It would be dishonest of me to say I do not know the feeling of defeat. My best description of the feeling is the end of a heavyweight boxing match. I felt ill equipped for the battle ahead. There were moments through the process I wanted to surrender or throw in the towel. My exhaustion or feelings of being unmatched were the lies I told myself. Distortions of my own cognition with no valid backing of facts.
This thinking pattern resulted in goals being delayed, frustration, and tearful nights. When I started to fact check for the root cause of these feelings I discovered a pattern. My pattern was listening to others who were not a part who God called me to be. I tried to bring along others past the gate of my previous stage to the next stage. I believed their fears over the promises of God.
When I stopped subscribing to the fears of my circle I broke free. Breaking free did not stop once I recognized the problem. From that moment on, I had to recognize the unhealthy habits I learned from my relationships. My new pattern of pressing forward through all things required greater prayer and less complaining. The complaining did not replenish my well, instead it left space to fill. In other words, I surrounded myself with persons and activities that could do nothing more than feed my lack of faith.
Today I stand firm on a foundation after construction.
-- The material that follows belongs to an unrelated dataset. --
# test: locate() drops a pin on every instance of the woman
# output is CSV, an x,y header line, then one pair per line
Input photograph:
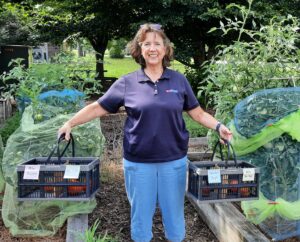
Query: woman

My faith increased when I stopped believing the lies from the insecurities of others. There was nothing in my life to date that said I was made to surrender. Of course, there are times I have to stand back because the battle is not mine. There are other times when God tells me what I thought was mine is not mine.
I want to leave you with this, the use of “others” included myself. I was unhealthy to myself. Today, I continue to work on improving my thought patterns by increasing my prayer life.